Since this is only an (minor conceptual) issue with lexing, I suggested a small change to the top-level definition of token and annotelem in https://github.com/WebAssembly/design/issues/1376#issuecomment-691675967, so that their shallow definitions correspond to a less ambiguous interface of lex-time token types. This is just a minor matter of "soft communication" though, since the spec isn't attempting to explicitly standardise a standalone lexer interface.

As @carlsmith and I discussed in the linked issue, the parser already has to disambiguate numeric tokens via contextual information beyond just distinguishing int vs float (for example, when enforcing i32 range limits). Moreover, even int vs float disambiguation is not required for annotations (which only need to be coarsely lexed to check for invalid characters/nesting before the tool-specific handling can take over).

carlsmith commented 3 years ago

Just to be clear, I didn't understand @conrad-watt's position at first, just technically, but fully argee now.

rossberg commented 3 years ago

Hm, I don't quite understand the concern. This is just lexical syntax, defined by regular expressions (where | has no requirement to be disjoint, but otoh, any regexp has to be substitutable).
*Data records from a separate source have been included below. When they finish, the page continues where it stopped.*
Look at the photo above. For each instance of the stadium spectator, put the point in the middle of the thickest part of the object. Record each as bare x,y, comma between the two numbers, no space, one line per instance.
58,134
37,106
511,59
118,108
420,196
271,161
The spec never assigns any meaning to tokens per se, nor any form of classification, and intentionally so -- because annotations are even more flexible than you seem to assume.

In particular, it's a totally plausible scenario that a tool interpreting specific custom annotations will use a completely different lexer for their contents. All a custom definition for an annotation syntax has to ensure is that its overall grammar is covered by the generic grammar in the Wasm spec. But it might use completely different tokenization! That is fine and an intended use case.

For example, imagine I want to embed arithmetic expression in an annotation. Then I would want to define tokens like +, -, *, etc. Moreover, I would want to lex x*-2 as four separate tokens inside the annotation, whereas it's only considered one by a generic Wasm lexer.

In general, a parser either understands a specific annotation syntax, but then it's not unlikely to switch to a different tokenization for it anyway, or it doesn't, in which case it doesn't care about the specific tokenization. Consequently, it wouldn't even seem particularly useful for the Wasm spec to suggest a specific token classification for annotations.

conrad-watt commented 3 years ago

I think @carlsmith's perspective comes from caring about the engineering of a standalone lexer which offers a standard API surface to separately-designed tools. In this situation the lexer can't tailor its tokenisation to the requirements of subsequent stages, and it makes a kind of sense for such a lexer to want to align its token types with the token and annotelem definitions in the official spec.

I agree this was never something the spec explicitly cared about standardising - so it's legitimate to resolve this as being beyond our scope. That being said, in this case it is easy to make the (shallow) cases of token and annotelem "more disjoint" as a "helpful push".

carlsmith commented 3 years ago

@conrad-watt pretty much said it already. My perspective has changed since I opened the issue, and agree now that this is a conceptual confusion that revolves around what you expect from the spec. There is perhaps an opportunity to improve the spec, but nothing really needs to change.